Segundo Phil Hogan, EUA estão em fase pré-eleitoral, voltados para seus desafios domésticos As negociações comerciais entre União Europeia e Estados Unidos estão estagnadas, e a avaliação entre os europeus é que qualquer avanço só virá depois de novembro, quando os americanos elegerão um novo presidente.

Em uma reunião com ministros da UE nesta terça-feira, o comissário de Comércio, Phil Hogan, informou que os EUA recuou das conversas para encerrar uma disputa sobre subsídios a aeronaves. A falta de acordo significa que o bloco poderá ser obrigado a aplicar tarifas bilionárias sobre as exportações do país a partir de julho.

Phil Hogan, comissário de Comércio da União Europeia

Virginia Mayo/AP

Hogan disse que os EUA estão em fase pré-eleitoral. Com isso, toda a atenção política em Washington está voltada a desafios domésticos imediatos, como a necessidade de enfrentar a covid-19 e recuperar a economia.

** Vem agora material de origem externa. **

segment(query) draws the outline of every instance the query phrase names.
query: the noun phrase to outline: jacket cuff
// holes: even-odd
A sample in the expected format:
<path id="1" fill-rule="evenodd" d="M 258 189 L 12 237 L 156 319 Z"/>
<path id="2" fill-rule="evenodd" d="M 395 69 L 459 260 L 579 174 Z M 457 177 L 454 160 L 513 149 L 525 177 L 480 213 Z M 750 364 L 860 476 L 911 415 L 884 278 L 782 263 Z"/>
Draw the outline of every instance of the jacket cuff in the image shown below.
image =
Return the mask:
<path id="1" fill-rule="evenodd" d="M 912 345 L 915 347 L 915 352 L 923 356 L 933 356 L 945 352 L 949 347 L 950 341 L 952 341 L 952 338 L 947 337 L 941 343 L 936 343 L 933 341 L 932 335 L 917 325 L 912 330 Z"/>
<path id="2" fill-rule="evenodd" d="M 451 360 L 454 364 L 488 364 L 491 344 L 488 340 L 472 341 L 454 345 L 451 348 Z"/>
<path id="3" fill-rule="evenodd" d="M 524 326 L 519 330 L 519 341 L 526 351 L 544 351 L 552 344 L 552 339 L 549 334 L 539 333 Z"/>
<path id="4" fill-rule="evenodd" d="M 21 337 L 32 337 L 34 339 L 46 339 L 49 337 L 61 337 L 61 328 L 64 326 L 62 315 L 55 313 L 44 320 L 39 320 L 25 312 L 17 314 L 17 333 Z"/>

O desejo da UE é renovar uma trégua acertada em julho de 2018. Desde então, a situação se deteriorou, com o presidente americano, Donald Trump, ameaçando impor tarifas sobre a exportação de carros e autopeças europeias.

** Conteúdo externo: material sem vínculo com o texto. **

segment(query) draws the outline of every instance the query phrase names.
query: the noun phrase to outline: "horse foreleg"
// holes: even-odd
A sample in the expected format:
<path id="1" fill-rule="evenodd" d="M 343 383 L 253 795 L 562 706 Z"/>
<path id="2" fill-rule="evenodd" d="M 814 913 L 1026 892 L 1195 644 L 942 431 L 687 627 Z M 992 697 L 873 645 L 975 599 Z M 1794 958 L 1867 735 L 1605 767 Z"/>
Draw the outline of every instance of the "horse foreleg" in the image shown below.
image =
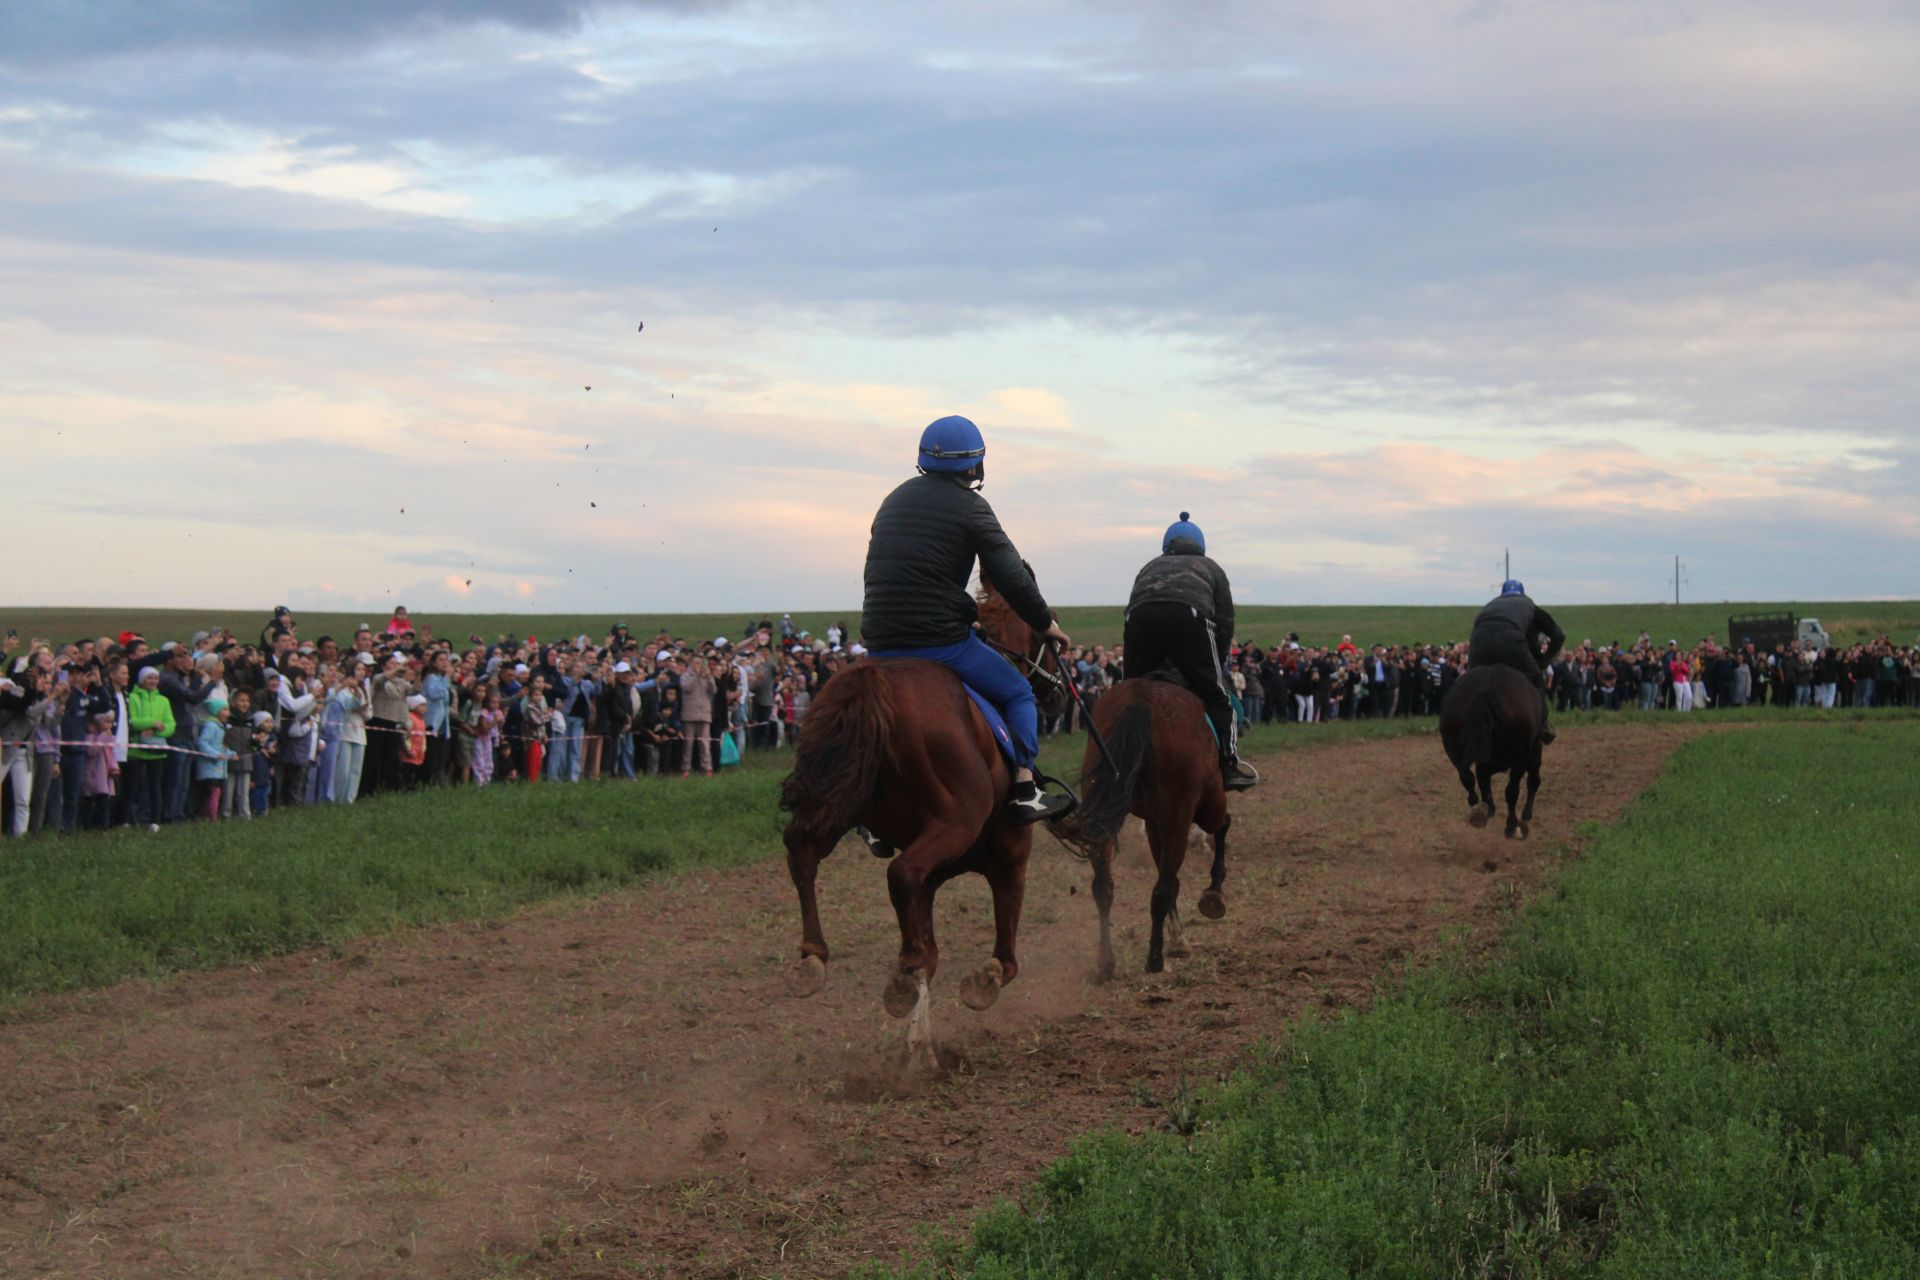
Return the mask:
<path id="1" fill-rule="evenodd" d="M 1526 824 L 1520 821 L 1520 783 L 1526 770 L 1515 765 L 1507 770 L 1507 839 L 1525 840 Z"/>
<path id="2" fill-rule="evenodd" d="M 1180 903 L 1178 900 L 1167 908 L 1167 956 L 1172 960 L 1185 960 L 1193 954 L 1193 948 L 1187 945 L 1187 931 L 1180 927 Z"/>
<path id="3" fill-rule="evenodd" d="M 1100 952 L 1093 962 L 1095 982 L 1113 981 L 1113 855 L 1116 845 L 1109 844 L 1093 855 L 1093 905 L 1100 911 Z"/>
<path id="4" fill-rule="evenodd" d="M 1205 892 L 1200 895 L 1200 914 L 1209 920 L 1218 920 L 1227 914 L 1227 828 L 1233 825 L 1233 815 L 1220 819 L 1220 829 L 1213 833 L 1213 868 L 1208 874 Z"/>
<path id="5" fill-rule="evenodd" d="M 820 903 L 814 895 L 814 877 L 825 857 L 813 840 L 787 824 L 787 872 L 793 877 L 794 892 L 800 897 L 800 963 L 790 979 L 793 994 L 802 999 L 814 995 L 827 982 L 827 939 L 820 930 Z"/>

As ameaças foram renovadas na semana passada, durante um encontro com representantes da indústria da pesca. Trump exigiu que a UE reduzisse as tarifas sobre as importações de lagostas americanas “imediatamente”. Caso contrário, aplicaria taxas sobre os carros europeus.

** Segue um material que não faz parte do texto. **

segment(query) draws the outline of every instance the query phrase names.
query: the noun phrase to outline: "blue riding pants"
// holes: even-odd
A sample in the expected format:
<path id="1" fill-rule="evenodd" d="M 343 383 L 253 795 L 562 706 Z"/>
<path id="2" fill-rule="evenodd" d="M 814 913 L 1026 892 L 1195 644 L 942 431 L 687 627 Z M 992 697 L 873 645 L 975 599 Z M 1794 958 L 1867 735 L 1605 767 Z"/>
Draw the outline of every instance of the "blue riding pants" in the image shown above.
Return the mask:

A retórica foi a mesma utilizada ao se referir à China. Desde a campanha, Trump diz que os acordos dos Estados Unidos com outros países e blocos são prejudiciais aos americanos. Ele também diz que os EUA estão sendo “roubados” pelos parceiros comerciais.

Hogan disse nesta terça-feira aos ministros da UE para esperar que esse tipo de retórica seja mantida.

No ano passado, os EUA foram autorizados a impor tarifas sobre US$ 7,5 bilhões em exportações europeias em retaliação por subsídios dados à Airbus. Hogan disse esperar que a Organização Mundial do Comércio (OMC) decida no início de julho sobre uma reclamação similar envolvendo ajuda americana à Boeing.

Para o comissário de Comércio da UE, as duas partes estão muito distantes de um acordo. Se os EUA não mudem de postura, Hogan avalia que a UE não terá alternativa a não ser exercer o direito de aplicar sanções relativas ao caso Boeing.